Kelly, who also builds new construction, challenged area developers with new projects to think about the kinds of buildings that, in 50 years, will be considered worth holding onto. He says he has spent more money and taken smaller returns on some projects because he wants his grandchildren to be proud of what he’s done. 

“Let’s build new buildings where people will say 50 to 100 years from now, ‘That’s a historic building,’” he says. “Why can’t we build new buildings that can stand that test of time, and have some real thought put into adding adequate daylight and interesting exteriors?”

Portland’s existing historic building stock boasts those features in spades. The Historic Resources Code project will help protect those assets; following a series of stakeholder roundtables, public hearings on the new zoning code concepts are slated for Fall 2018.
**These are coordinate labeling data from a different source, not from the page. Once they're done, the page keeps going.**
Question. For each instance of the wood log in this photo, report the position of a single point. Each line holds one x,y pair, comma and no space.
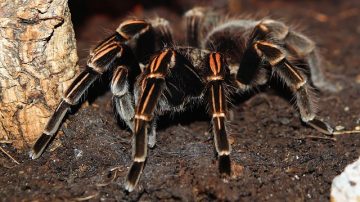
38,60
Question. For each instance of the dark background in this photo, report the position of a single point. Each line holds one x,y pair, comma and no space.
275,157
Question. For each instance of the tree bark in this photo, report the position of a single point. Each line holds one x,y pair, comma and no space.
38,60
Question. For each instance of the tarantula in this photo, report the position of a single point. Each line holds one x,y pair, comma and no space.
220,57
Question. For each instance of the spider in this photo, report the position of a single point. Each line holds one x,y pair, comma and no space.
220,57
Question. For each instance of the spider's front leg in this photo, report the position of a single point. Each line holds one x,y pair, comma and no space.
151,84
108,54
217,73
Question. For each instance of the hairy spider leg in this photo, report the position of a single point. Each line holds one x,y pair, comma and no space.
292,77
152,85
216,76
107,55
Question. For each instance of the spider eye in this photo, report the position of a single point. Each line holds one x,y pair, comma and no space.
132,28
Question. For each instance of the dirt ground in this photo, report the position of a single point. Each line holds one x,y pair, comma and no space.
275,157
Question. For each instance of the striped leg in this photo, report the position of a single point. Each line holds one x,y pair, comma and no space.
123,99
217,99
151,84
194,19
296,81
108,54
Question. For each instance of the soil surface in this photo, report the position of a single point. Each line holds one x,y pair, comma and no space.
275,156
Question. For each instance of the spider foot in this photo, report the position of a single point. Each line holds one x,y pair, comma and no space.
134,176
40,146
225,165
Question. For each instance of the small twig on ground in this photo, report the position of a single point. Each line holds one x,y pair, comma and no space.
116,169
316,137
86,197
8,155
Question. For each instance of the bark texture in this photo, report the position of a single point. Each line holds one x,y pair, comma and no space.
38,60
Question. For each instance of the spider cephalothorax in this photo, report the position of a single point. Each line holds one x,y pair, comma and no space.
219,57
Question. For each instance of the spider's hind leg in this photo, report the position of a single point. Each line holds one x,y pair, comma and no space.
104,57
295,80
216,92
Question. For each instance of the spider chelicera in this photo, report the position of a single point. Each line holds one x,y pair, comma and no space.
220,57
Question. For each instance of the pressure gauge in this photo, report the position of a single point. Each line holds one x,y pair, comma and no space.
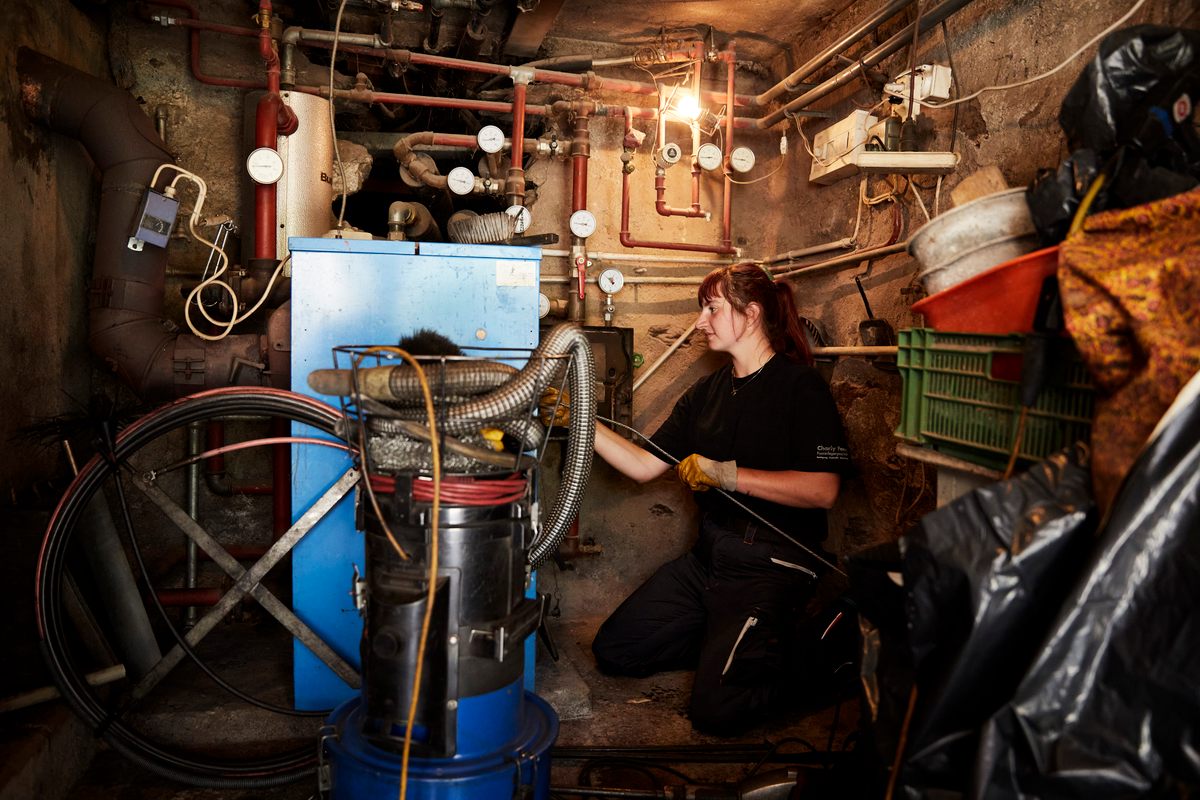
523,217
264,166
583,223
611,281
667,155
461,181
490,138
742,160
709,156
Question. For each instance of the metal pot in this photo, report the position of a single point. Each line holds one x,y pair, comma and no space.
972,238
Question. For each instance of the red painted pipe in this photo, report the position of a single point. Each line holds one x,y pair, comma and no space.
195,47
215,469
281,467
178,597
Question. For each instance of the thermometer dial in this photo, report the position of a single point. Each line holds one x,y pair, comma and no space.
611,281
583,223
490,138
742,160
264,166
460,180
523,217
709,156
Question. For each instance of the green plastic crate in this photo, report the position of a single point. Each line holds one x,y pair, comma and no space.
961,396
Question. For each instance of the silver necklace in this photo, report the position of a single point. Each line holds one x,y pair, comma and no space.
733,386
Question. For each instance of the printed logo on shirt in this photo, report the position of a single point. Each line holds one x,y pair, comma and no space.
833,452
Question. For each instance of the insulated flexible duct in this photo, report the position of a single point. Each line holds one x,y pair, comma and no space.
514,400
484,229
126,326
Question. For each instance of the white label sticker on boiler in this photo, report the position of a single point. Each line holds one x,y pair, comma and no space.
516,274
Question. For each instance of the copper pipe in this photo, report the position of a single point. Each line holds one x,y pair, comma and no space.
588,80
660,191
581,151
515,186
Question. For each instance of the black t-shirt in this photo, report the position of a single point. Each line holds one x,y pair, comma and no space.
781,419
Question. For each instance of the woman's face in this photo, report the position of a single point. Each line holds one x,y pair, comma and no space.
723,324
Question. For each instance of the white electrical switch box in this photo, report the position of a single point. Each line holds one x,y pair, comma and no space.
837,148
927,82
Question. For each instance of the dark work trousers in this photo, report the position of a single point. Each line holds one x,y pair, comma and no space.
726,609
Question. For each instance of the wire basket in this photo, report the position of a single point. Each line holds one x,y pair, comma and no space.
485,408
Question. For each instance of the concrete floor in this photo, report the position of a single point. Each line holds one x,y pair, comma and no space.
594,710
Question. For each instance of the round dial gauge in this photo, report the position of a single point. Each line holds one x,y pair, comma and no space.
709,156
264,166
490,138
583,223
460,180
611,281
742,160
523,217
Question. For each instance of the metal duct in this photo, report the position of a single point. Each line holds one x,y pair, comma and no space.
484,229
126,323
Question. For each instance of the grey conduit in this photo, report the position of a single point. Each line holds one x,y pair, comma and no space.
127,328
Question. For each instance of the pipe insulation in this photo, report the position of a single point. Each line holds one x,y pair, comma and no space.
126,324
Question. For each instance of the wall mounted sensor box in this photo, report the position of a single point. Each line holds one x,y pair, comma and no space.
156,217
837,148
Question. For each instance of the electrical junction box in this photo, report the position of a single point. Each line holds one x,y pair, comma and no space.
155,218
927,82
835,149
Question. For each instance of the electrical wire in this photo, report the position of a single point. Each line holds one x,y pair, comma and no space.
333,124
1066,61
193,296
673,461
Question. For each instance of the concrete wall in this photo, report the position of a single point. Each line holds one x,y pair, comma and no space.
46,233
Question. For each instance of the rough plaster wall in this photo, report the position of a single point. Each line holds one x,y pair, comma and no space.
46,235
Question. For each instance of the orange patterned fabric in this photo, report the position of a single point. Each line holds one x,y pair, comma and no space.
1131,292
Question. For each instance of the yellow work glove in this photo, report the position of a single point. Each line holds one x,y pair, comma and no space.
700,473
555,407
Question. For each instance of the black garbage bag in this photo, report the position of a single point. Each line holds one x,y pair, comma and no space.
1129,113
984,577
1111,705
1139,76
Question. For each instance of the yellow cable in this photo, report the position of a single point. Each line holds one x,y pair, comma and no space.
433,547
1085,205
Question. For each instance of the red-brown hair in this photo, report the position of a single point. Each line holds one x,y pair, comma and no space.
744,283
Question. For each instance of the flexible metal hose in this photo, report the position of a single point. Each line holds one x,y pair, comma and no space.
400,383
515,398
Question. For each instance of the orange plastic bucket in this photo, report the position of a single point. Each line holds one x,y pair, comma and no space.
1001,300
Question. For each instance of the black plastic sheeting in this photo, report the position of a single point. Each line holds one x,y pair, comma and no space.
1129,113
981,575
1111,705
1054,655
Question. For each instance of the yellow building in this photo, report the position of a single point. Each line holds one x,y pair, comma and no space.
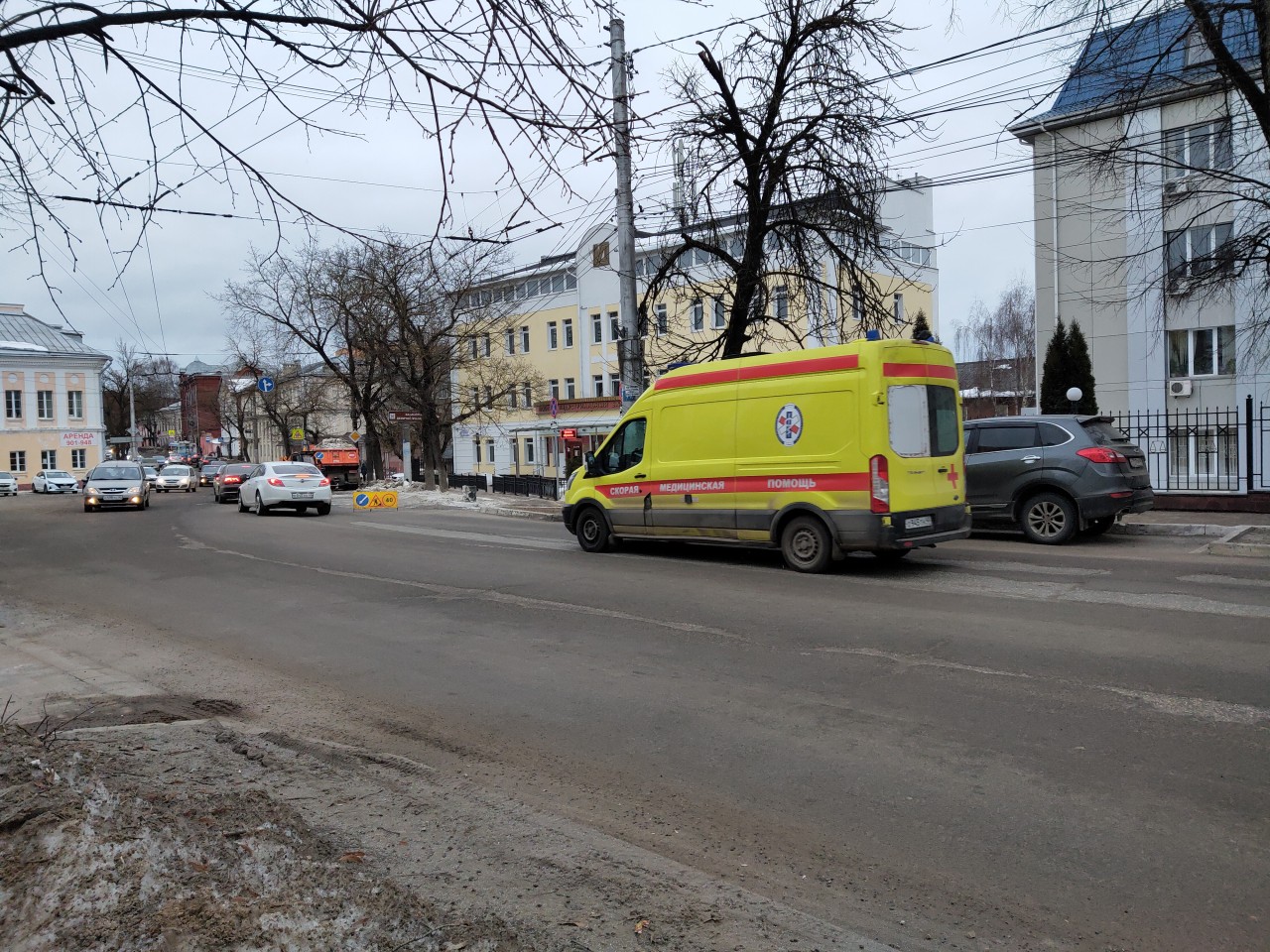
558,385
53,398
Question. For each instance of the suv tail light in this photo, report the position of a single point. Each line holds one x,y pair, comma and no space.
1101,454
879,485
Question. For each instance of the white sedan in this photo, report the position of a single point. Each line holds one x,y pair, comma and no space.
176,476
54,481
285,486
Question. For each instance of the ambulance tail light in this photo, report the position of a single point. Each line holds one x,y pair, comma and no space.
879,485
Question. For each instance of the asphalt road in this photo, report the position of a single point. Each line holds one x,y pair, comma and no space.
1011,746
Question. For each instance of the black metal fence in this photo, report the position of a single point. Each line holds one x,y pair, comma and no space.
1205,451
540,486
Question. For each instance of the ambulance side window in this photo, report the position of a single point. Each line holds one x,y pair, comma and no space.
624,449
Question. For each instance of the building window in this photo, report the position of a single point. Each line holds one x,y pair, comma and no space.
1197,253
1206,352
1198,148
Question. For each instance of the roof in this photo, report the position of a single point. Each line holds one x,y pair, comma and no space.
1143,59
27,335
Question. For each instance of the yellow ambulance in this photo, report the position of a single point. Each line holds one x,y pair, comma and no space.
855,447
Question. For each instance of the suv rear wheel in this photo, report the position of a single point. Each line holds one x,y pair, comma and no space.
1049,518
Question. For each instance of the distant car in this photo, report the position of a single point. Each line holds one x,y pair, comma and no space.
208,471
116,483
177,476
229,480
54,481
285,486
1053,476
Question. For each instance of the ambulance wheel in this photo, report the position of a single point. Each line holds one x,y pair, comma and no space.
1049,520
592,531
806,544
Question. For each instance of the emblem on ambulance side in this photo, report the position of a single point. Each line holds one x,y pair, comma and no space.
789,424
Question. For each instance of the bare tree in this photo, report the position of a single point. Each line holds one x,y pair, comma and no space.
784,140
308,301
998,348
153,381
1202,182
436,322
77,80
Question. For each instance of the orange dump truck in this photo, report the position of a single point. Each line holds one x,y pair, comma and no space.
341,466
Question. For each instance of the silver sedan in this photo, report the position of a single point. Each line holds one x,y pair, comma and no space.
285,486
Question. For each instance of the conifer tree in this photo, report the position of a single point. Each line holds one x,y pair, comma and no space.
1053,376
921,329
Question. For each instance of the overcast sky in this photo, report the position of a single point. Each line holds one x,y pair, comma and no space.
385,177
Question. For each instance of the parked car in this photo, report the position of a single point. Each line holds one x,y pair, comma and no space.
285,486
54,481
1053,476
207,471
229,480
116,483
177,476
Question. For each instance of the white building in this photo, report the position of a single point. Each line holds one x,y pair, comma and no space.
53,398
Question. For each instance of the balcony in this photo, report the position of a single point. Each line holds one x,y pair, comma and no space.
579,405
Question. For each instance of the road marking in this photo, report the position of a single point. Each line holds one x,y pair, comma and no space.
1174,705
557,544
1227,580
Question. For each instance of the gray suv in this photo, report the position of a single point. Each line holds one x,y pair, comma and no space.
1053,476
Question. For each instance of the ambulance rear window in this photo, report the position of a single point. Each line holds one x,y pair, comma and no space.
922,419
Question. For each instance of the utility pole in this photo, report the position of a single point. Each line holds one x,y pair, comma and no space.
630,357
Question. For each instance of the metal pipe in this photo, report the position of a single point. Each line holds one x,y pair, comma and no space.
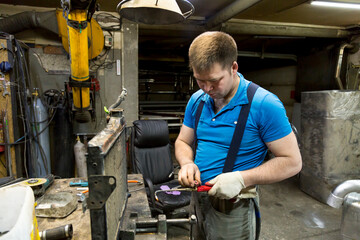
229,12
119,100
267,55
338,67
337,196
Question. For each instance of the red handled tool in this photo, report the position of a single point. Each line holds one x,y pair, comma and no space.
201,188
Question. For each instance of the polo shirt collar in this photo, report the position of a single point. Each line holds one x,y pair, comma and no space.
240,97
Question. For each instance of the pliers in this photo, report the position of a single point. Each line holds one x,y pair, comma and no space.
201,188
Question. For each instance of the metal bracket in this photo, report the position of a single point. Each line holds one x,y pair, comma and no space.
100,189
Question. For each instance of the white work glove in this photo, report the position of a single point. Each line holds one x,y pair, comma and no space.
227,185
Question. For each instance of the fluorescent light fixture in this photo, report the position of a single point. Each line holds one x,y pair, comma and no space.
336,4
154,11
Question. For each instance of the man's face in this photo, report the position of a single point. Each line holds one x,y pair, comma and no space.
217,82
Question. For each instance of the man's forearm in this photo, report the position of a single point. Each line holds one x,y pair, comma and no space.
274,170
183,152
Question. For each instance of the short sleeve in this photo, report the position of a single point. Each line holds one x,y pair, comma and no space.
274,122
190,111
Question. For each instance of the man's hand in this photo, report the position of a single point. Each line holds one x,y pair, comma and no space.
227,185
188,174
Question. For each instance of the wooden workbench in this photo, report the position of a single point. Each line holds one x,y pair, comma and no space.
80,221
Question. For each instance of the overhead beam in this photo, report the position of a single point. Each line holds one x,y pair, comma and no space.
229,12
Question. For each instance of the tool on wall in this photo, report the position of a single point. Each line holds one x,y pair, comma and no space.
6,137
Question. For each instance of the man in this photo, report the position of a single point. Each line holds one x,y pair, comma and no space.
228,210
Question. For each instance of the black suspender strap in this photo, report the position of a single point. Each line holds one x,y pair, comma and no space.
239,130
197,118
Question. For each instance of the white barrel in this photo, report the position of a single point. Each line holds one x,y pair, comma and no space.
17,215
80,158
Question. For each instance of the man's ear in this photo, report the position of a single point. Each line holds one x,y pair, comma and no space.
234,68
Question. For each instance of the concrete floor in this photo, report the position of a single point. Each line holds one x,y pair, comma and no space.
288,214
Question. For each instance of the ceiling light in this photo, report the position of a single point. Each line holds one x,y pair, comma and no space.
154,11
336,4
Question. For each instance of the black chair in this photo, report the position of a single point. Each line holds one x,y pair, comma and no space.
152,158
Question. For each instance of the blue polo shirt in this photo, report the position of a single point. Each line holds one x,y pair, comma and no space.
267,122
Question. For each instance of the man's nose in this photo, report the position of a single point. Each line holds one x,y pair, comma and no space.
207,87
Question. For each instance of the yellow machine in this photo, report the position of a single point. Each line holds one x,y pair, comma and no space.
83,38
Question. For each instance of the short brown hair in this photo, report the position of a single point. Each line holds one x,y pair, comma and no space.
212,47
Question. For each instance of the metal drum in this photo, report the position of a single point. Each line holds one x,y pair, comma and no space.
330,135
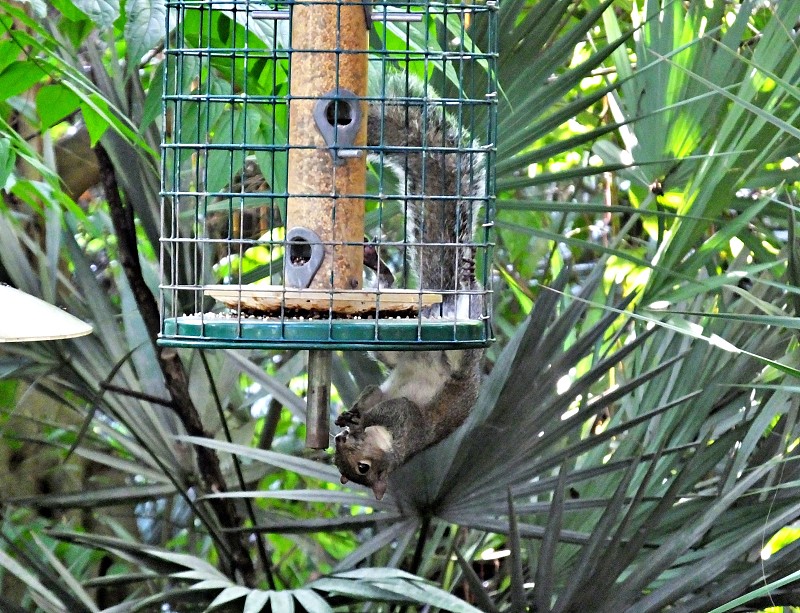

The proposed update to the 2035 plan offers another bridge between the old and the new: Developers would be able to sell off unused floor-area (zoning codes cap height and floor area) to new development sites anywhere in the central city — but only if the historic building is seismically updated. Commissioners are expected to vote on the updated plan this spring.

Development and preservation are often presented as either-or propositions. But despite the perceived antagonism,the majority of people involved in community planning want to strike a balance between the old and the new, between mothballing and contemprorary exigencies. Portland is slowing moving in that direction. 

“Thoughtful growth, Moretti says, “takes stewardship and consideration and collaboration.”